Dataset Splits Yes We adopt a standard approach commonly used in meta-learningbased research (Jamal et al. 2020; Shu et al. 2019; Park et al. 2021) for support/query splitting, where we randomly partition each client s data into 80% support and 20% query sets. ... Each participant in the downstream phase utilizes 80% of its local data as training samples, while the remaining 20% is reserved for testing samples. ... Data samples are distributed to |M| = 100 clients for pre-training and |G| = 10 clients for downstream FL tasks using the corresponding dataset based on a Dirichlet(α) distribution with α = 0.5
Hardware Specification No The paper does not provide specific details about the hardware used to run the experiments, such as GPU or CPU models.
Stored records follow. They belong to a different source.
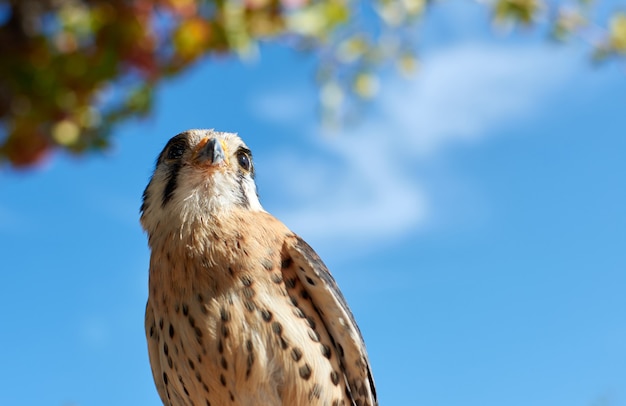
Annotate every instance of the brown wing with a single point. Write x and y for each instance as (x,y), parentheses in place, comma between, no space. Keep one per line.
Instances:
(152,335)
(338,320)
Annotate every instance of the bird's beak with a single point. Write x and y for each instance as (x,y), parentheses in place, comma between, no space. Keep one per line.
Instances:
(210,151)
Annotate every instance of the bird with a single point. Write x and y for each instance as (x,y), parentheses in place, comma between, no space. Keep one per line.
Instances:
(240,310)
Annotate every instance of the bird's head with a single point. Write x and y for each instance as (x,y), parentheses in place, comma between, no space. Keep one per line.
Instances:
(199,174)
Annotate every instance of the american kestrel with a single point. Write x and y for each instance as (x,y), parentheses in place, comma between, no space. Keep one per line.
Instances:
(241,311)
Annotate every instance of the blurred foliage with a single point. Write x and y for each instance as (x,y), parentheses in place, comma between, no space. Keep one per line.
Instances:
(72,69)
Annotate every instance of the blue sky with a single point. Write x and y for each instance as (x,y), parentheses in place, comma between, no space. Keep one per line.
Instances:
(475,219)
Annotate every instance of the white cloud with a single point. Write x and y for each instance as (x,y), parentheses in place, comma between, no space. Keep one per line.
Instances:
(364,184)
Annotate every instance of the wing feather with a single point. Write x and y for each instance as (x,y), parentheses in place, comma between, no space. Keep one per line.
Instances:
(338,320)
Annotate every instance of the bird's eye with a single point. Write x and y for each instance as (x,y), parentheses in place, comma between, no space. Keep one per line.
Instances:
(175,151)
(243,158)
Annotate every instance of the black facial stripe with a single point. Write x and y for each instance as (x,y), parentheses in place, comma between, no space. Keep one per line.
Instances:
(144,200)
(247,151)
(242,192)
(172,182)
(180,139)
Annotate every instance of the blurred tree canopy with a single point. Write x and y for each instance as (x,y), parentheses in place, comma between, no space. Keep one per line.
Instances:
(72,69)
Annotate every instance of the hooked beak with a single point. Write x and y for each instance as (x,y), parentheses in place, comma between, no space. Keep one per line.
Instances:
(211,152)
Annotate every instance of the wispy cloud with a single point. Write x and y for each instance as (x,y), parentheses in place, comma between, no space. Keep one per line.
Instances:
(364,185)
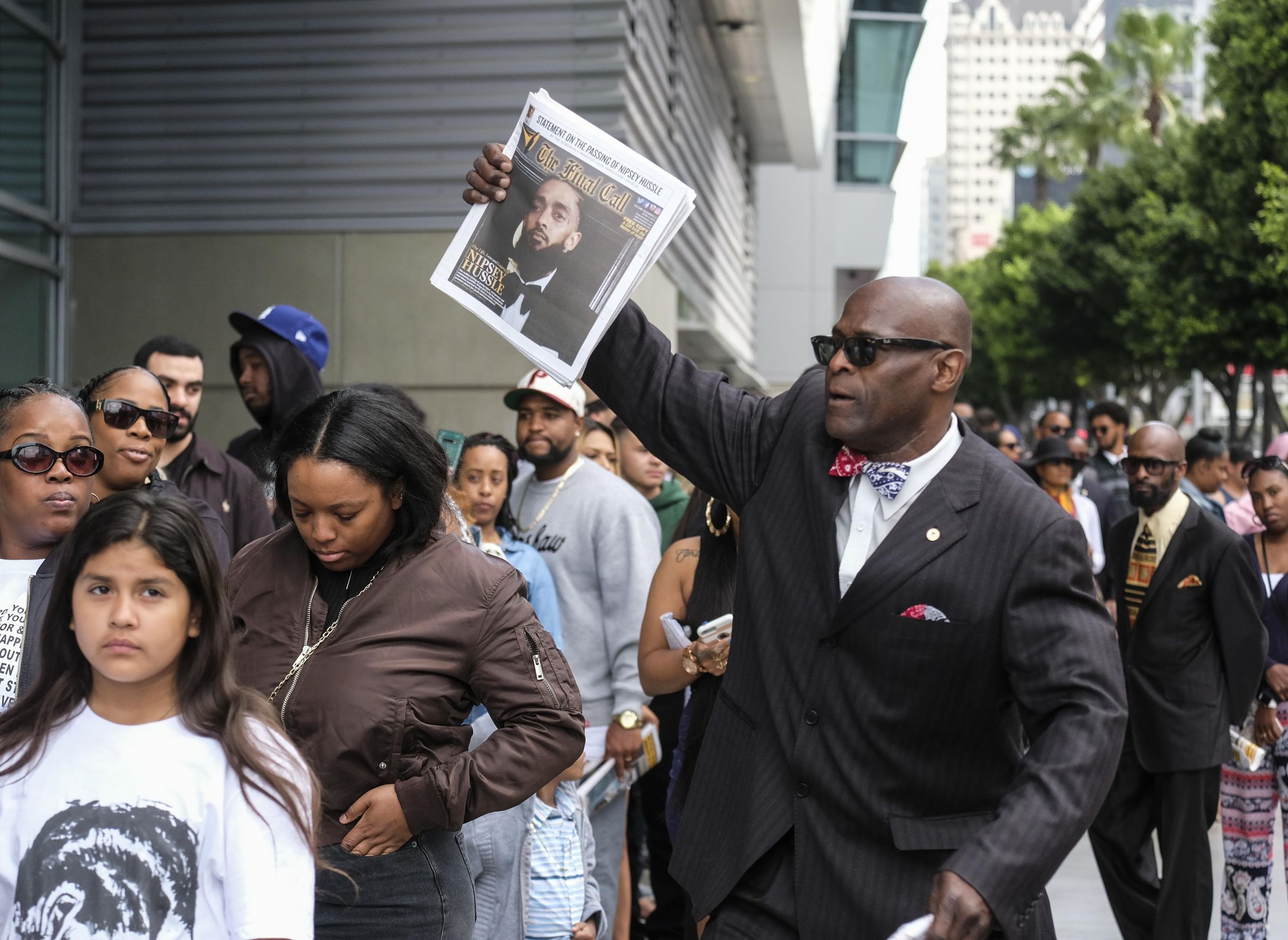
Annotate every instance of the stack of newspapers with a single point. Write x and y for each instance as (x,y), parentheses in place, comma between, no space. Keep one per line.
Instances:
(584,219)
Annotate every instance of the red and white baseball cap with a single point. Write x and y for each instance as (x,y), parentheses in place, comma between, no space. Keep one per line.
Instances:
(539,382)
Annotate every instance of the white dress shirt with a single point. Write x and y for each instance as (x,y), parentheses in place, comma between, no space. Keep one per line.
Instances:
(866,518)
(514,315)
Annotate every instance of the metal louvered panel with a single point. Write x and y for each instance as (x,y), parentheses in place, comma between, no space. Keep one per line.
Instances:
(331,115)
(201,115)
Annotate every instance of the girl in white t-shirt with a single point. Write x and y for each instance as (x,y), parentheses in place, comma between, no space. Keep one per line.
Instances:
(143,794)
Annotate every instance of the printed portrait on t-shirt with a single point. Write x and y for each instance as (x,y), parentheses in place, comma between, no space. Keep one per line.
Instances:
(94,871)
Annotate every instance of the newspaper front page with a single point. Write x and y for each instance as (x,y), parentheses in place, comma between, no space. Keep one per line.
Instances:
(583,222)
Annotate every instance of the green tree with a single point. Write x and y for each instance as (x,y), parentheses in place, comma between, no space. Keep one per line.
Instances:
(1039,140)
(1148,52)
(1091,106)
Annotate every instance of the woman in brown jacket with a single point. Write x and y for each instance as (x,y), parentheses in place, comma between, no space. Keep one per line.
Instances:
(374,634)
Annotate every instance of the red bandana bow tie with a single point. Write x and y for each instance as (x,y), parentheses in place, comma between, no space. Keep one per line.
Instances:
(887,478)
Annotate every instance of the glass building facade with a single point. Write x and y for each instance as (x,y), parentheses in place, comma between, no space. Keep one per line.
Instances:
(883,40)
(32,189)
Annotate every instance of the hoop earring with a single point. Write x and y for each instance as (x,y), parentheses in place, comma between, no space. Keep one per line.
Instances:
(711,526)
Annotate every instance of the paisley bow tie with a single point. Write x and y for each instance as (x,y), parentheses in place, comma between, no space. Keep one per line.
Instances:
(885,477)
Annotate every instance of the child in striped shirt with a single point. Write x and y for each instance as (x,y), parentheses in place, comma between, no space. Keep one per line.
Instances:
(534,867)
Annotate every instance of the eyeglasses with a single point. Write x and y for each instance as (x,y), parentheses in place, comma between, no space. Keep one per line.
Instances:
(123,416)
(862,351)
(38,459)
(1268,463)
(1153,465)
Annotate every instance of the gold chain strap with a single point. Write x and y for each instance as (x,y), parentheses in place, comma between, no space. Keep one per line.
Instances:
(308,651)
(554,496)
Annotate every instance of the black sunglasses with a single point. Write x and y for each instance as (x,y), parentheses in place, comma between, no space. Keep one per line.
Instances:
(1268,463)
(123,416)
(38,459)
(862,351)
(1153,465)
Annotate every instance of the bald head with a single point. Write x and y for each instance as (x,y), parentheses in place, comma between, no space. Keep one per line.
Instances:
(1160,441)
(1155,465)
(897,402)
(918,307)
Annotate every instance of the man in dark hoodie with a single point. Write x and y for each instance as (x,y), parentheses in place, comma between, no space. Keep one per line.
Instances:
(277,365)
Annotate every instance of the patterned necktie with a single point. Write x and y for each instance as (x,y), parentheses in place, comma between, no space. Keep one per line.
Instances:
(885,477)
(1140,572)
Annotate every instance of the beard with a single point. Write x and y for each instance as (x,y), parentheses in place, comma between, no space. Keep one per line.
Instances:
(1152,498)
(534,262)
(554,456)
(181,433)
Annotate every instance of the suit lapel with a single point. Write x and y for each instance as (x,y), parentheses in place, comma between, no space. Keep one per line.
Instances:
(827,499)
(908,548)
(1166,570)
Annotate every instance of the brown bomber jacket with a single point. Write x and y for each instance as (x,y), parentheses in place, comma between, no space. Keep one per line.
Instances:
(383,699)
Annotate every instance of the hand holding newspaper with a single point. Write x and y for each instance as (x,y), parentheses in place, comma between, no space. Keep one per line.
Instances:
(584,219)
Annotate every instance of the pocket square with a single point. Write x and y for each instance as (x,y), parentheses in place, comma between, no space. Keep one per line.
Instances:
(924,612)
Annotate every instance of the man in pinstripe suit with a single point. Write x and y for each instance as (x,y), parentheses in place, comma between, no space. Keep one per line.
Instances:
(908,607)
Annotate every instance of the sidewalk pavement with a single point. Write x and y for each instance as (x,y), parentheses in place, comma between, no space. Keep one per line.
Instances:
(1082,911)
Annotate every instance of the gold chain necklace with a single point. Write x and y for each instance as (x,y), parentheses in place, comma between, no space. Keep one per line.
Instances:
(308,651)
(518,517)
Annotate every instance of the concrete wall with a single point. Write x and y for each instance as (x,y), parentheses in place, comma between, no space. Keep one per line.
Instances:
(371,290)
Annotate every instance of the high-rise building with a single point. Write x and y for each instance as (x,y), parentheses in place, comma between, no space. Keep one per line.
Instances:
(822,233)
(934,212)
(1001,55)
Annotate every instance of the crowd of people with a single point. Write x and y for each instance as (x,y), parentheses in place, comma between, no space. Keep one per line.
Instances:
(328,681)
(1216,657)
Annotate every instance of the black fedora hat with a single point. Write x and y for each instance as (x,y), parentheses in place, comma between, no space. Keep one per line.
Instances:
(1053,449)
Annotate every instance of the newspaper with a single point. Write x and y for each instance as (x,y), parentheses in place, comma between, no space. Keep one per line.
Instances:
(601,787)
(584,219)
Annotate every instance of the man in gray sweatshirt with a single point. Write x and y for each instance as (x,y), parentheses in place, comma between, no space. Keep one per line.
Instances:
(599,537)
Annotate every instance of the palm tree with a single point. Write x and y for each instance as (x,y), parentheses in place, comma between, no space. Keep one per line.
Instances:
(1091,106)
(1039,140)
(1149,50)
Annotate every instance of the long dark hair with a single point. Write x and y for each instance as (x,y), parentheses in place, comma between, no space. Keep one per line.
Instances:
(378,438)
(212,704)
(504,517)
(94,385)
(713,595)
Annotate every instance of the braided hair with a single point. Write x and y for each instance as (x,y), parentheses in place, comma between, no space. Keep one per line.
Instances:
(94,385)
(504,517)
(12,397)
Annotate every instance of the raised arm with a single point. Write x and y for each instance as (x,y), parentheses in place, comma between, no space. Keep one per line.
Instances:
(714,434)
(1063,663)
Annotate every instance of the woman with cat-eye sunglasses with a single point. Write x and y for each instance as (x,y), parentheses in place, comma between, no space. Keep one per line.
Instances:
(130,416)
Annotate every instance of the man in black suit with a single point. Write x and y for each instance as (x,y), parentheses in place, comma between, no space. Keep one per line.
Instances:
(910,606)
(1193,650)
(540,297)
(1109,426)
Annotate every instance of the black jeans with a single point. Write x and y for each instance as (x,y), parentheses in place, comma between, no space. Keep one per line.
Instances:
(421,892)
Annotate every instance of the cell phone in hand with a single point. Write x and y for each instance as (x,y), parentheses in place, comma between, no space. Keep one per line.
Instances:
(719,629)
(451,442)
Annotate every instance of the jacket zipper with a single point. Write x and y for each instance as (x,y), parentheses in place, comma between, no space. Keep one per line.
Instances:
(536,665)
(308,620)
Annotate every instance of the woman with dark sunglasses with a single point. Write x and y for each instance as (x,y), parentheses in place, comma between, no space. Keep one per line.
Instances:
(1248,797)
(129,414)
(47,464)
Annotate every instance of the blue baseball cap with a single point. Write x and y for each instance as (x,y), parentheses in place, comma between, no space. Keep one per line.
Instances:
(299,329)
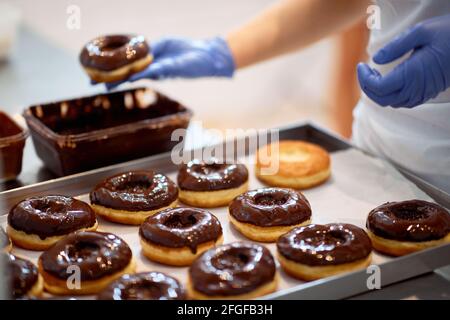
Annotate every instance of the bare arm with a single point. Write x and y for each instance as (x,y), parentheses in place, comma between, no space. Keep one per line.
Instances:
(290,25)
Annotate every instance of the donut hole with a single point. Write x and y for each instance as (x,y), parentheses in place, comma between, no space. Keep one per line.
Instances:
(114,44)
(325,240)
(231,260)
(268,199)
(336,236)
(143,291)
(134,184)
(82,250)
(410,212)
(49,206)
(181,221)
(207,169)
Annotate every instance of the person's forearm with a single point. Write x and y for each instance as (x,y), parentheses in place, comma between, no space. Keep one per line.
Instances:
(290,25)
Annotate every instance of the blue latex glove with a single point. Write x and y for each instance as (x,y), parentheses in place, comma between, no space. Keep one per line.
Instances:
(422,76)
(185,58)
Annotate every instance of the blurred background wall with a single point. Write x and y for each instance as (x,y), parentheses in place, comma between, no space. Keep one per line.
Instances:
(292,88)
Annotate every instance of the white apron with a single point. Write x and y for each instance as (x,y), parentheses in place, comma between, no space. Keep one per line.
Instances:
(417,139)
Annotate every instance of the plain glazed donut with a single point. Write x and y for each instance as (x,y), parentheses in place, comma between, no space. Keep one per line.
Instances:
(399,228)
(144,286)
(267,213)
(300,165)
(37,223)
(99,257)
(239,270)
(211,184)
(177,236)
(115,57)
(318,251)
(131,197)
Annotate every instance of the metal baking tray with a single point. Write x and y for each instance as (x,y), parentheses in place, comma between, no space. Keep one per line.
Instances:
(338,287)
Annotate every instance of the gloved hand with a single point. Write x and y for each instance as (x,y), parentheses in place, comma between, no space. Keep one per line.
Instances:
(422,76)
(185,58)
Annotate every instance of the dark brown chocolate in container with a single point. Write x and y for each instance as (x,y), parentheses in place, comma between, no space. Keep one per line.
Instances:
(204,176)
(144,286)
(97,254)
(269,207)
(51,215)
(412,220)
(85,133)
(181,227)
(232,269)
(12,142)
(323,245)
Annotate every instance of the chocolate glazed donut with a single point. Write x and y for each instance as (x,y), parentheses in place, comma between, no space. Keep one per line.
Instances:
(144,286)
(413,220)
(181,227)
(50,216)
(135,191)
(211,184)
(399,228)
(269,207)
(318,251)
(201,176)
(22,276)
(323,245)
(97,254)
(112,52)
(236,270)
(267,213)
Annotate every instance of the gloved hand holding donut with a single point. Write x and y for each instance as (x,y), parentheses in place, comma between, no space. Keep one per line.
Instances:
(185,58)
(422,76)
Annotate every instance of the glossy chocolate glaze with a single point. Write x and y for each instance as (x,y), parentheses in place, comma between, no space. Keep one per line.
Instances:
(268,207)
(97,254)
(135,191)
(144,286)
(232,269)
(111,52)
(200,176)
(322,245)
(181,227)
(412,220)
(21,275)
(52,215)
(4,239)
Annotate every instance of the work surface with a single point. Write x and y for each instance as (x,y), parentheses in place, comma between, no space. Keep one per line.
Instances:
(18,90)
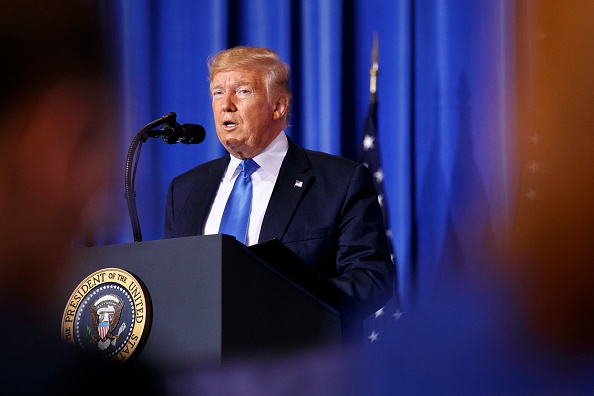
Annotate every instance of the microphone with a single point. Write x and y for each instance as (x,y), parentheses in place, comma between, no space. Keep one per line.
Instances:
(172,133)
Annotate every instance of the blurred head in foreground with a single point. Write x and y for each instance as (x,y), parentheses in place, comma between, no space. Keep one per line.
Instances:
(54,154)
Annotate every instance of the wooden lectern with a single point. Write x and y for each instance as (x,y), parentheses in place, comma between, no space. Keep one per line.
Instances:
(214,299)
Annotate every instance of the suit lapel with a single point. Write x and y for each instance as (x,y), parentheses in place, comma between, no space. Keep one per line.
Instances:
(200,198)
(292,182)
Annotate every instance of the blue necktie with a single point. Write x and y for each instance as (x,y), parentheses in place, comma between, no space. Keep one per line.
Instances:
(239,205)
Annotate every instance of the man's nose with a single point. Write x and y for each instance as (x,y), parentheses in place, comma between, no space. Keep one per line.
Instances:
(227,104)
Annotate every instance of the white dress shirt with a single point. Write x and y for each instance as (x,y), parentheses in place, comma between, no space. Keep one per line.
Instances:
(263,180)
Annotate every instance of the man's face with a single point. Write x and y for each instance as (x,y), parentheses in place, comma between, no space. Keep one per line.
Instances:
(245,120)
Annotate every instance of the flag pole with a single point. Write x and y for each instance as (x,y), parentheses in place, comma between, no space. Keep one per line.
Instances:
(374,70)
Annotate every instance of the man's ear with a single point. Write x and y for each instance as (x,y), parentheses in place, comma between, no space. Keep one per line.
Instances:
(280,108)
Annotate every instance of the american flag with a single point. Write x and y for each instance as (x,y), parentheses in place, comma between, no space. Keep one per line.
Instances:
(369,155)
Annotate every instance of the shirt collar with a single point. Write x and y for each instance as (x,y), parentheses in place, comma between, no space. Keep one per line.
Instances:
(269,160)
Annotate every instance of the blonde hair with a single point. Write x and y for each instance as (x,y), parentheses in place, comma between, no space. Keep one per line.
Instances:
(276,73)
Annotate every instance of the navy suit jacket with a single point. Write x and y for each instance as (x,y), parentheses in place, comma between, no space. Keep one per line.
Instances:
(333,221)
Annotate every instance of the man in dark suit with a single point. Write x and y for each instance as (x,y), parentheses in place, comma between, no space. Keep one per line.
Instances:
(322,207)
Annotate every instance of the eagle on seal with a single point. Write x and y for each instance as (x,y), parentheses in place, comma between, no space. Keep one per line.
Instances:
(105,316)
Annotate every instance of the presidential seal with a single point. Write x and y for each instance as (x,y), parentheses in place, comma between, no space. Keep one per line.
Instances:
(108,313)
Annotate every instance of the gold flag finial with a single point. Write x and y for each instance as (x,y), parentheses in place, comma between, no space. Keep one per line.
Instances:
(374,69)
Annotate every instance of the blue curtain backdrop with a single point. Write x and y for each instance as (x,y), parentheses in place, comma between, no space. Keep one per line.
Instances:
(443,106)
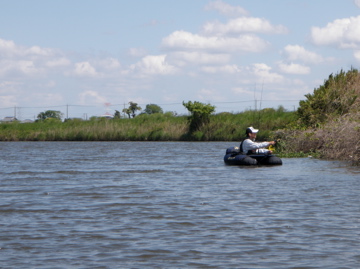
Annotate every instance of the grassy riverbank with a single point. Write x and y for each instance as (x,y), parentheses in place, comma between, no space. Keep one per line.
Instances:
(153,127)
(326,125)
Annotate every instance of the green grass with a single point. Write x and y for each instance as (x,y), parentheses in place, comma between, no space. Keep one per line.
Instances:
(154,127)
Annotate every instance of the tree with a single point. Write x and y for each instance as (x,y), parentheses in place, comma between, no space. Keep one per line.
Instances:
(152,109)
(50,114)
(331,100)
(131,110)
(200,114)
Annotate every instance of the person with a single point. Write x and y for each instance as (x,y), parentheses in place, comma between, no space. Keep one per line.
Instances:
(249,146)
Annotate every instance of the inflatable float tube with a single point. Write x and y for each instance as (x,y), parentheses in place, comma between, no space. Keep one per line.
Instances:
(234,157)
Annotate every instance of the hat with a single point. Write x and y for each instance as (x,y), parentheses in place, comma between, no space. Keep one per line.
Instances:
(251,130)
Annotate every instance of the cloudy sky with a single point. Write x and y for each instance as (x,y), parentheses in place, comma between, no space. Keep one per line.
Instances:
(86,57)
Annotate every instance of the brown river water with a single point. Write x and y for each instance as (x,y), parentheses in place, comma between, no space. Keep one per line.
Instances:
(172,205)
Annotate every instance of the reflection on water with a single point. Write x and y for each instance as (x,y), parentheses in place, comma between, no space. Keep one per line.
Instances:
(172,205)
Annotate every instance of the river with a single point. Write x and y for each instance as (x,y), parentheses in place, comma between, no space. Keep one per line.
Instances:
(172,205)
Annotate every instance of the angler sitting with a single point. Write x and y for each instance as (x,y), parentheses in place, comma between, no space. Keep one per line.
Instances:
(249,146)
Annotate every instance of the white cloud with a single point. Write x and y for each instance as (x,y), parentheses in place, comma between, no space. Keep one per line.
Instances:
(84,69)
(182,58)
(225,69)
(153,65)
(357,55)
(58,62)
(210,94)
(264,74)
(343,33)
(91,97)
(183,40)
(17,68)
(243,25)
(226,9)
(137,52)
(109,64)
(293,68)
(299,53)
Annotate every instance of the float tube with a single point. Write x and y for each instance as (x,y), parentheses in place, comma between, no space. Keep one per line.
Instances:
(233,156)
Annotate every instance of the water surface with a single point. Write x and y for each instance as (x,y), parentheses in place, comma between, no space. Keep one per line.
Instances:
(172,205)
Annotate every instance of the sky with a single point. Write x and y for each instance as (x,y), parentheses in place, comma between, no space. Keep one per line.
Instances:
(90,57)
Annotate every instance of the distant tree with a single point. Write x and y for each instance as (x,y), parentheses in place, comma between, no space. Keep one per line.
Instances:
(131,110)
(336,97)
(50,114)
(117,114)
(200,114)
(152,109)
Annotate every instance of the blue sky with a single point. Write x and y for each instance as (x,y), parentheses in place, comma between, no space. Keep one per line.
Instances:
(88,57)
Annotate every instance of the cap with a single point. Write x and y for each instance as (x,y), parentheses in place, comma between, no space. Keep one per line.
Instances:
(251,130)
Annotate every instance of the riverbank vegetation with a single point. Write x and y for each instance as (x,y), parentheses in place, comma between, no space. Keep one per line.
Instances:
(326,124)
Software Dependencies No The paper mentions using ResNet-18 as the model architecture but does not specify any software libraries or frameworks (e.g., PyTorch, TensorFlow) with their version numbers.
Experiment Setup No The paper states, 'We keep the training procedure consistent for each downstream task (see Appendix C.2 for detailed settings),' indicating that specific experimental setup details and hyperparameter values are deferred to the appendix and are not present in the main text.